The 2018 North American International Auto Show has been holding media previews all week.
Tomorrow night is the black-tie Charity Preview, which raises millions for children's charities. The doors open to the public on Saturday.
But the Detroit Auto Show may not be as important as it once was. That's the conclusion drawn by Detroit News business columnist Daniel Howes after this year's lackluster press days and a shift to holding events outside of the auto show.
Howes joined Stateside today to reflect on this year's Detroit Auto Show so far.
Listen above for the full conversation, or catch highlights below.
Ford’s Big Bet on Electric Vehicles
"Ford said they’re going to more than double what they spend on electrification from about $4.5 billion over a five year period to $11 billion. I think maybe the quote of the week so far is from Bill Ford Junior, the executive chairman, who said, “We’re going all in on electrification, we just hope customers follow us.""
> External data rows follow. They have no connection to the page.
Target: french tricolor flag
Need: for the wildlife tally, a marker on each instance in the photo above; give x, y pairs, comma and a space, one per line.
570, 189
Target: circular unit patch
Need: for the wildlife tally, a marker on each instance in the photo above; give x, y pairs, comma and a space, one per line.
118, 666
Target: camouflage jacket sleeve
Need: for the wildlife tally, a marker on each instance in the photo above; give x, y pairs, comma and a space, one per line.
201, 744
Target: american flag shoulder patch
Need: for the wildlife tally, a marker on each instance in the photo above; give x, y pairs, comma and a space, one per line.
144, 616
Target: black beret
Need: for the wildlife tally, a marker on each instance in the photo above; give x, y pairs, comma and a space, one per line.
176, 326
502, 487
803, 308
Lack of home team participation
"Detroit held an auto show and its hometown automakers didn’t show up. What I mean by that is during the first two press days, you only had one traditional Detroit manufacturer, Fiat Chrysler, that held one press conference for its Ram brand on Monday, and another one for Jeep on Tuesday. No press conferences from General Motors or Ford on either of those press days."
"As a result, you see a lot more targeting and really being able to use the power of the internet to focus on who their audiences are to make these kinds of decisions. No longer is the auto show all things to all people, including the media."
Focus on Domestic Media
"I think generally more automakers are starting to employ offsite events that are not contiguous to the auto show. For example, they (Fiat Chrysler) launched their autonomous vehicle last week and made the news about that. Ford did the same thing with the Ranger, on Sunday afternoon. General Motors showed its Chevy Silverado a month ago in Texas. They did an event Saturday night, the only people doing an event Saturday night, before the press days."
"We’re reaching the audience we want to reach. We don’t need to reach the European, the Asian media to sell a pickup truck. We need the Americans, Detroiters, and the regional people whose publications are read by our buyers. Their buyers of Chevy pickup trucks are not in Japan, South Korea or Germany."